It's one the most glamorous and competitive form of writing, but how do you talk about something so subjective and ardent topic.
I've done my time running indie record label, live music nights and DJing, but nothing filled me with as much joy as reviewing the fruits of everyone else's labours. I interviewed metal band Gallows, chart toppers Kasabian, legends Devo and the then up and coming Noisettes. I'm going to lie, it was nerve-wracking. But it was also a lot of fun.
I got to listen to Kanye's Yeezus two weeks before its release and I got to see Stevie Wonder live in Hyde Park, for a music lover like me, I was in my element. The problem with writing about music is it's so very personal to me. I love Gallows, but appreciate metal isn't everyone's cup of tea.
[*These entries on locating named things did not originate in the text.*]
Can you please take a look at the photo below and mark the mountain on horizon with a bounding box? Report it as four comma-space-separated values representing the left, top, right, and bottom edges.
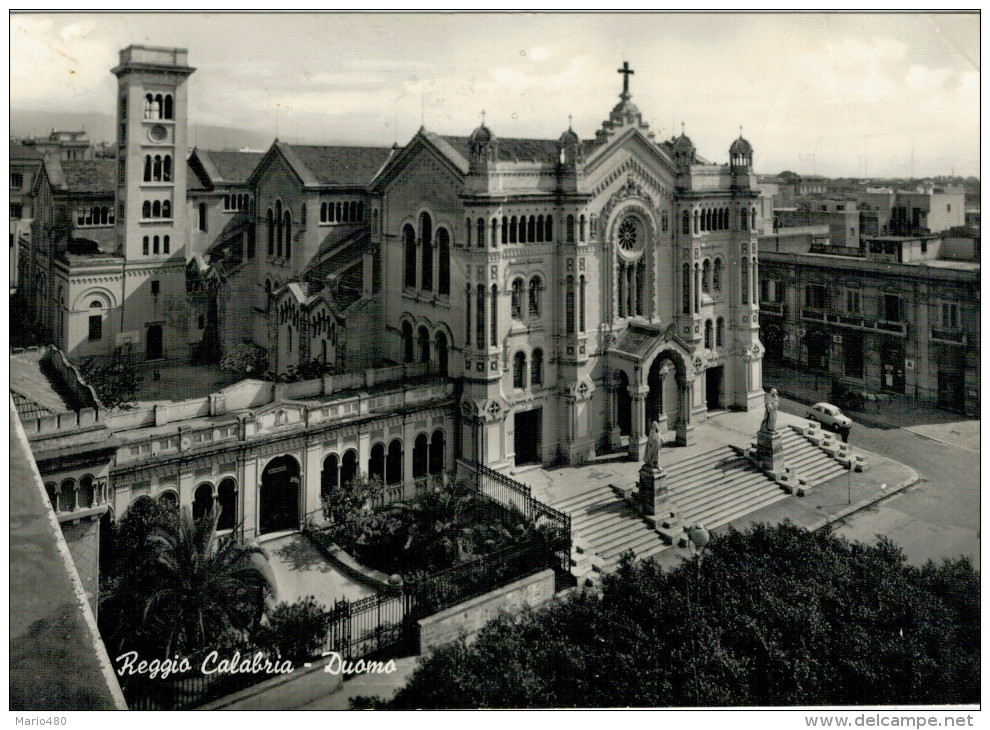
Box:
10, 109, 314, 150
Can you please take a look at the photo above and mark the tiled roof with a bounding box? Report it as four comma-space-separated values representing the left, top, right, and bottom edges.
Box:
61, 160, 117, 193
197, 150, 265, 185
279, 142, 392, 185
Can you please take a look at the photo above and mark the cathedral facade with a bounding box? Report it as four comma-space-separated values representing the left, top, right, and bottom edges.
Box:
21, 46, 763, 480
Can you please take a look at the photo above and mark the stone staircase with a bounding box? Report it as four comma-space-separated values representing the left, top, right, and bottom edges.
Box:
552, 484, 669, 580
667, 444, 796, 530
552, 426, 846, 581
780, 426, 846, 487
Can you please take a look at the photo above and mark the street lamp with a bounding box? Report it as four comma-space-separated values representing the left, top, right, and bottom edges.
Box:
687, 522, 711, 707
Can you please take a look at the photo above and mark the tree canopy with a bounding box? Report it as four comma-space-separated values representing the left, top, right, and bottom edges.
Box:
388, 524, 980, 709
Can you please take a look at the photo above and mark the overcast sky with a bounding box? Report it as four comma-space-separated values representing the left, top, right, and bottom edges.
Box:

I find Bjork one of the most innovative and exciting artists since Kate Bush, but she alienates a lot of people. And music is something that causes family feuds on road trips and insults to be thrown among friends.
Although I have a large spectrum of music I enjoy, from Little Mix and Gaga to Radiohead, Thomas Tallis and Thelonius Monk, there are genres and artists that sound like nails on a chalkboard to me, like Ed Sheeran, musical theatre and Taylor Swift.
The main trick is to write about music you love and/or are interested in, but don't dismiss opportunities to review Wicked because you'll clench your jaw all the way through. And don't be so arrogant to assume that just because you have impeccable taste in music, that you'll never get it wrong.
I also read lots of reviews, trying to pinpoint what it is I like about particular styles. For me, music is about emotive and evocative - whatever that may be, from school discos and heartbreak to imagined landscapes and fantasy lives. It's where I find my solace and inspiration. So I take my readers on the same journey, pulling them into my world or pointing out what I notice about a song, from a subtle ting or whirr of feedback that adds to the multi-layered voyage through an artist's musicality.
People don't care whether you like it or not, they want to know what to expect by regurgitating the symphony with words. It's like the blurb on the back of a book, have you given a good indication of what the album is about, what you'll get from it and if it's something you'll enjoy.
As with all copywriting, you're not writing for you - you're leading with the benefit and writing for you reader.